One can only imagine how many organisations are, at this moment, celebrating internal milestones for innovation; new systems, new processes, new product lines, while their customers remain largely unmoved. The award on the shelf and the feeling in the customer’s mind are two entirely different things, and the distance between them is precisely what a well-designed instrument for measuring perceived innovativeness could map with useful accuracy.
There is a particular kind of humility required to measure what your customers think of you, rather than what you think of yourself.
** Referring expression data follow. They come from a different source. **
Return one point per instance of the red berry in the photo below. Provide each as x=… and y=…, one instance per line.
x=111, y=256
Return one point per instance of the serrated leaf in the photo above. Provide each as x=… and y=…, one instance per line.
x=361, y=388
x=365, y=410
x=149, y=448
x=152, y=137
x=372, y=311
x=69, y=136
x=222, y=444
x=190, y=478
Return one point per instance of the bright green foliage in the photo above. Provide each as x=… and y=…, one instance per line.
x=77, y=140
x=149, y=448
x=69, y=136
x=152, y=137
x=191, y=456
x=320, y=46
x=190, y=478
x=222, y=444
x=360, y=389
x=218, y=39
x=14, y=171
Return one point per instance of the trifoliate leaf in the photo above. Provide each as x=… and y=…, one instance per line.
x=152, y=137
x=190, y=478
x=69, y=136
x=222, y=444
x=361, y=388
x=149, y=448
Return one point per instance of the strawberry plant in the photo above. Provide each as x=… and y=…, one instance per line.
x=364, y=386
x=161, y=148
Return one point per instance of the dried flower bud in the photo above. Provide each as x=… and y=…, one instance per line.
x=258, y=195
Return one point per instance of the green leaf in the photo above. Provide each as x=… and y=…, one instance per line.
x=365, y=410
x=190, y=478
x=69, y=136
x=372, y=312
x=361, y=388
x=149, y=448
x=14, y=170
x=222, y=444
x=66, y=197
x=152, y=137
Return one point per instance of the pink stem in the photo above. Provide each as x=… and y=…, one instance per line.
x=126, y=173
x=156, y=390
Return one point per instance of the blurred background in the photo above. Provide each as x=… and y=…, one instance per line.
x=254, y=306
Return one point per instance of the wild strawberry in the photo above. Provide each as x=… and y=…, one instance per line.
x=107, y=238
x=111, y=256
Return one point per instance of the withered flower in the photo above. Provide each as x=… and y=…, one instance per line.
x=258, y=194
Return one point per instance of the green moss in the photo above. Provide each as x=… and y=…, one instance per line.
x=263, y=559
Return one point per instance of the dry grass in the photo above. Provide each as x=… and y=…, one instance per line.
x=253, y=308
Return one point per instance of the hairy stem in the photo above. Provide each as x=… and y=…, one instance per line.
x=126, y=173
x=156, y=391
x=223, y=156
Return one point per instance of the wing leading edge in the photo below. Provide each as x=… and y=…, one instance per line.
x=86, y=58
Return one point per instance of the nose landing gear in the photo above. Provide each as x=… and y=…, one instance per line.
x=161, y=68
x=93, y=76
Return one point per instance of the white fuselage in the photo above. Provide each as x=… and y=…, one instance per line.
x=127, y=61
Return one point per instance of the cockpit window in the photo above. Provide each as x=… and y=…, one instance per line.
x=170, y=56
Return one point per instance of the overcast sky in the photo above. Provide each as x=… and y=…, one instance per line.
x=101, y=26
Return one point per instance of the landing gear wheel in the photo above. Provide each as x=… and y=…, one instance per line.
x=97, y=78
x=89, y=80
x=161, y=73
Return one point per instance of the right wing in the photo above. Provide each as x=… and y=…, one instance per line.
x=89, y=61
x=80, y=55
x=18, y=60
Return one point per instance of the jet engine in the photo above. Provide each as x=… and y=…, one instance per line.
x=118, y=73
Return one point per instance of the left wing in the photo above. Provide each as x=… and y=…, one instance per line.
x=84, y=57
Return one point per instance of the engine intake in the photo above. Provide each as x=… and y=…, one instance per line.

It means accepting that the internal story and the external reality may not be the same story. It means being willing to find out that the change you are most proud of is the one your customers noticed least. And it means being prepared to act on what you learn, even when what you learn is uncomfortable.
The challenge posed by the aforementioned paper is for researchers to build on existing foundations and develop a robust, customer-centric instrument for measuring perceived innovativeness. It is a challenge worth accepting. The field needs this instrument. But businesses, in the meantime, need not wait for it. The more immediate challenge—and the more honest one—is simply to start asking their customers the questions they have been too confident, or too cautious, to ask.

Innovation is not what you build. It is what your customer believes you have changed about their world. Everything else is internal theatre.